Sampel Makanan MBG Lasem Menunggu Uji Laboratorium

Menurut Kepala Dinas Kesehatan Kabupaten Rembang Ali Syofii, penyelidikan masih berlangsung. Karena itu, petugas belum menetapkan penyebab pasti gangguan kesehatan tersebut.

Selanjutnya, sampel yang sudah petugas ambil akan dikirim ke Labkes Provinsi. Dinkes Rembang akan menunggu hasil pemeriksaan sebelum menarik kesimpulan.

Ali mengatakan pengujian perlu mencakup aspek kimia dan bakteriologis. Pemeriksaan tersebut menjadi bagian penting dalam penyelidikan kasus.

Insyaa Allah besok kita kirimkan ke Labkes Provinsi. Kita tunggu hasilnya untuk uji kimia dan uji bakteriologis terkait dengan kasus ini,” kata Ali.

Kondisi Ayam Menjadi Hipotesis Awal

Di lapangan, petugas menemukan temuan awal pada makanan yang dikonsumsi siswa. Kondisi ayam menjadi salah satu sorotan dalam pemeriksaan awal.

Ali menyebut sebagian ayam memiliki tekstur yang kurang baik. Namun, temuan tersebut belum membuktikan ayam sebagai penyebab gangguan kesehatan.

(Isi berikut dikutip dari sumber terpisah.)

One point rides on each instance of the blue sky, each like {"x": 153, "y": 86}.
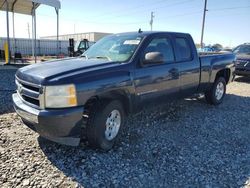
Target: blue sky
{"x": 227, "y": 22}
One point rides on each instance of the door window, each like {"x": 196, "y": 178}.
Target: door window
{"x": 183, "y": 49}
{"x": 163, "y": 46}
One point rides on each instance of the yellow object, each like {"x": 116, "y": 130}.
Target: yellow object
{"x": 6, "y": 51}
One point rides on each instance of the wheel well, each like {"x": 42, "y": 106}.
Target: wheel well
{"x": 113, "y": 95}
{"x": 225, "y": 73}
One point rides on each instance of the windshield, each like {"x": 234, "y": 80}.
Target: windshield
{"x": 243, "y": 49}
{"x": 118, "y": 48}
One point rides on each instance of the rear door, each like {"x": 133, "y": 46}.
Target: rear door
{"x": 158, "y": 80}
{"x": 188, "y": 64}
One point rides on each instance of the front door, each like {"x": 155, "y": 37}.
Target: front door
{"x": 157, "y": 80}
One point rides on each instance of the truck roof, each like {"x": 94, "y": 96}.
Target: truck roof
{"x": 146, "y": 33}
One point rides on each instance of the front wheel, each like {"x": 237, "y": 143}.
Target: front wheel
{"x": 216, "y": 94}
{"x": 104, "y": 124}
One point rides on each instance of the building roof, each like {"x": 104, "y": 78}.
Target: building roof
{"x": 25, "y": 6}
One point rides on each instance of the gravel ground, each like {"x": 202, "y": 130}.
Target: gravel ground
{"x": 183, "y": 144}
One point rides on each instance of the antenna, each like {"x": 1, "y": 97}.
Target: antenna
{"x": 28, "y": 29}
{"x": 152, "y": 20}
{"x": 203, "y": 22}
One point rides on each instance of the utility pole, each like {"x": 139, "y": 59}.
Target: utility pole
{"x": 28, "y": 29}
{"x": 152, "y": 20}
{"x": 203, "y": 22}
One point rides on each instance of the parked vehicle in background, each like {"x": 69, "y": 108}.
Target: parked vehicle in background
{"x": 120, "y": 74}
{"x": 242, "y": 64}
{"x": 209, "y": 49}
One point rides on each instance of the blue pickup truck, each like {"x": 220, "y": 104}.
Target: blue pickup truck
{"x": 120, "y": 74}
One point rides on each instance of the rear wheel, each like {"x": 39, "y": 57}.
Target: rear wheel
{"x": 216, "y": 94}
{"x": 104, "y": 124}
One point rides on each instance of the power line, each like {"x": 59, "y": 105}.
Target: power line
{"x": 229, "y": 8}
{"x": 129, "y": 9}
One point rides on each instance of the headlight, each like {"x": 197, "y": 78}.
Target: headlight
{"x": 60, "y": 96}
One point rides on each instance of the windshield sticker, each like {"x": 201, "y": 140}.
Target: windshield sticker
{"x": 132, "y": 42}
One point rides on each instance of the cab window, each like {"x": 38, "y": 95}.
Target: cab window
{"x": 163, "y": 46}
{"x": 183, "y": 49}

Meski begitu, kondisi tersebut menjadi hipotesis sementara dalam penyelidikan. Petugas tetap membutuhkan bukti laboratorium untuk memastikan kaitannya.

Yang perlu digarisbawahi, dugaan tersebut belum menjadi kesimpulan resmi. Dinas Kesehatan masih menunggu hasil pemeriksaan sampel makanan.

Menu MBG Dikonsumsi pada 2 September

Makanan yang menjadi bagian penyelidikan berasal dari program Makan Bergizi Gratis. Siswa SMAN 1 Lasem menerima menu tersebut pada Rabu, 2 September 2026.

Menu yang tersedia terdiri dari nasi, ayam bakar, lalapan, dan buah semangka. Setelah itu, sejumlah warga sekolah mengalami gangguan pencernaan.

Keluhan yang muncul antara lain mual, muntah, dan diare. Total 777 warga sekolah terdampak, terdiri dari 752 siswa serta 25 guru dan tenaga tata usaha.

Sementara itu, Dinas Kesehatan telah menangani korban melalui sejumlah fasilitas kesehatan. Data tersebut menjadi bagian dari penyelidikan yang masih berjalan.

Hasil pemeriksaan sampel makanan nantinya menjadi dasar untuk memastikan penyebab munculnya gejala pada warga SMAN 1 Lasem.